Inzwischen musste sich das Unternehmen dem veränderten Markt anpassen, der Briefmarkenmarkt hat sich verkleinert. „Vor Corona hatten wir 40.000 Artikel pro Auktion, jetzt sind es noch 10.000. Was die Lose angeht, ist Gärtner aber immer noch eines der größten Auktionshäuser weltweit“, sagt Regina Gärtner in Vertretung der Geschäftsführung. Am Standort Bietigheim-Bissingen hat Gärtner 30 Beschäftigte, zur CG-Unternehmensgruppe zählen auch die Auction Galleries in Hamburg.
Es warten Überraschungen
Inzwischen richtet sich der Blick im Unternehmen auf die 60. Jubiläumsauktion. Zur Versteigerung kommt im Oktober die Auflösung eines Händlerlagers, das aus insgesamt 160 Kisten mit Briefen und Karten besteht. Darunter dürften viele postgeschichtlich und thematisch interessante Stücke sein, die erst auf den „zweiten Blick“ ihre Besonderheiten preisgeben.

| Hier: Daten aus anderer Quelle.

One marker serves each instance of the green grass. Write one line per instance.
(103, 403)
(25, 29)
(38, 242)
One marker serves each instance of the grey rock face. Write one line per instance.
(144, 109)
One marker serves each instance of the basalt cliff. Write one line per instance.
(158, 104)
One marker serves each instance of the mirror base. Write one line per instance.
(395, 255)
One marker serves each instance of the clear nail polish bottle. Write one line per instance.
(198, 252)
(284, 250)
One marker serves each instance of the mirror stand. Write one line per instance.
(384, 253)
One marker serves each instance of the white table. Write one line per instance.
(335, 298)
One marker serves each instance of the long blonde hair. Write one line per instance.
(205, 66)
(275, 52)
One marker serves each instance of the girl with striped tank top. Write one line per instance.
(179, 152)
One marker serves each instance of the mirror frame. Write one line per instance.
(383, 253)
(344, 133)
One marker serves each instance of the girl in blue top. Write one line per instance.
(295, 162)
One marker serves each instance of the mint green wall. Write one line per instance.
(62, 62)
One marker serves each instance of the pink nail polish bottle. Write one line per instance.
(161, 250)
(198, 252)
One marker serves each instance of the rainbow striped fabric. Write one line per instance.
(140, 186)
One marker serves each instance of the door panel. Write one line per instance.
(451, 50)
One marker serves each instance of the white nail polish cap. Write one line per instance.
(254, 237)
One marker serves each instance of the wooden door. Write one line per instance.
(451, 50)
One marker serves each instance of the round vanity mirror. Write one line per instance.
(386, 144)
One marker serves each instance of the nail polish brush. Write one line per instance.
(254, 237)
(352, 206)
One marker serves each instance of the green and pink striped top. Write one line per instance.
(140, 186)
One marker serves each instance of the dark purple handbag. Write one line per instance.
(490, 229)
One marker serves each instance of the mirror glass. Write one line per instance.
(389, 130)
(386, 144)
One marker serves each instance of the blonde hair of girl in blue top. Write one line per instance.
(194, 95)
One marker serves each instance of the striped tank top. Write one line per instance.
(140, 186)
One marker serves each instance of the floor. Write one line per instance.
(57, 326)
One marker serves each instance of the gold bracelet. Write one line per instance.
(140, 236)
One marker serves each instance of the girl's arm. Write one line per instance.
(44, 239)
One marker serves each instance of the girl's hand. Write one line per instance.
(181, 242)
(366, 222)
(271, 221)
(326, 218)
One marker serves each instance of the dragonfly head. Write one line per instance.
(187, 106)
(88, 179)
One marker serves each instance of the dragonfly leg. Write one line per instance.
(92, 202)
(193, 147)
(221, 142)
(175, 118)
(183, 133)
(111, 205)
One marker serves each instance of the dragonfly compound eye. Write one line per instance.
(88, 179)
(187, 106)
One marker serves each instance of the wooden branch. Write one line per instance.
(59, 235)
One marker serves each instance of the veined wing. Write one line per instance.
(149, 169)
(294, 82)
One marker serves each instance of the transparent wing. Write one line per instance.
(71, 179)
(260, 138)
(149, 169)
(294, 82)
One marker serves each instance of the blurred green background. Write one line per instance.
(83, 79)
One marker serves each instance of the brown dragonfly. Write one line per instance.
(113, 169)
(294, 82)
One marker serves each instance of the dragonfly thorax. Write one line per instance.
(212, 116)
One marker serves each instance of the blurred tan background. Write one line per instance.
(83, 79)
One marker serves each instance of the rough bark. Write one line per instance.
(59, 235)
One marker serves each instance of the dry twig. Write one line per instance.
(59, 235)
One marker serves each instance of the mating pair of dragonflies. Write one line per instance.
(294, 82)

Da aus Zeitgründen eine genaue Vorsortierung nur zum Teil erfolgen konnte, warten in manchen Kisten auch Überraschungen. Die Preise für die einzelnen Positionen sind mit jeweils 100 Euro Ausruf pro Kiste moderat gestaltet. Die 160 Kisten werden am 18. Oktober online live und im Auktionssaal versteigert, ab dem 30. September sind vorab Besichtigungen möglich.
Mehr als 11.000 Lose
Es gibt mehr als 11.000 Lose zu vielen Schwerpunkten, darunter zahlreiche Sammlungen aus Familienbesitz, so Regina Gärtner. Der Katalog mit Münzen und Banknoten (225 Seiten) liegt für die Jubiläumsauktion bereits vor.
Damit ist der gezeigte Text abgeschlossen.